- Born: 1880 Musselburgh, Scotland
- Died: c. 1960 Edinburgh
- Education: Edinburgh College of Art
- Known for: Painting, print making

= Elizabeth York Brunton =

British artist (1880-c.1960)

Elizabeth York Brunton (1880 – c. 1960) was a Scottish artist renowned for her painting in both oils and watercolours as well as her innovative use of colour woodcuts. Although she spent most of her life in Edinburgh, her exhibiting career was mainly overseas.

==Biography==
Brunton was born in Musselburgh and studied at the Edinburgh College of Art. She continued her studies in Paris as a pupil of Edouard Nevellier. Brunton often painted views of markets on the continent in both oil paint and watercolour. In Paris, she exhibited a statute at the Salon des Artistes Francais in 1925 and coloured wood engravings at the Salon d'Automne in 1929 and 1930.

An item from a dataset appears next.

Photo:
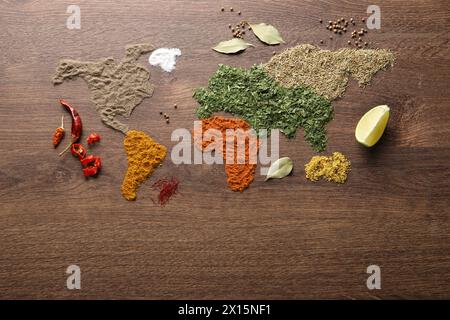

Brunton became a member of the Colour Woodcut Society and had prints exhibited at the Society of Graver Printers in Colour between 1924 and 1932, and eventually became a member of that Society. Her print work featured in a number of international exhibitions, including shows in New York, Boston, Leipzig and in France, Holland and Japan. A Japanese influence can be seen in her prints of birds and animals. Although she largely exhibited her work overseas, Brunton also showcased her pieces within her native Scotland, with works displayed at the Royal Scottish Academy, the Scottish Society of Women Artists and the Royal Glasgow Institute of the Fine Arts, where she exhibited around nineteen pieces. The British Museum holds eleven examples of her prints.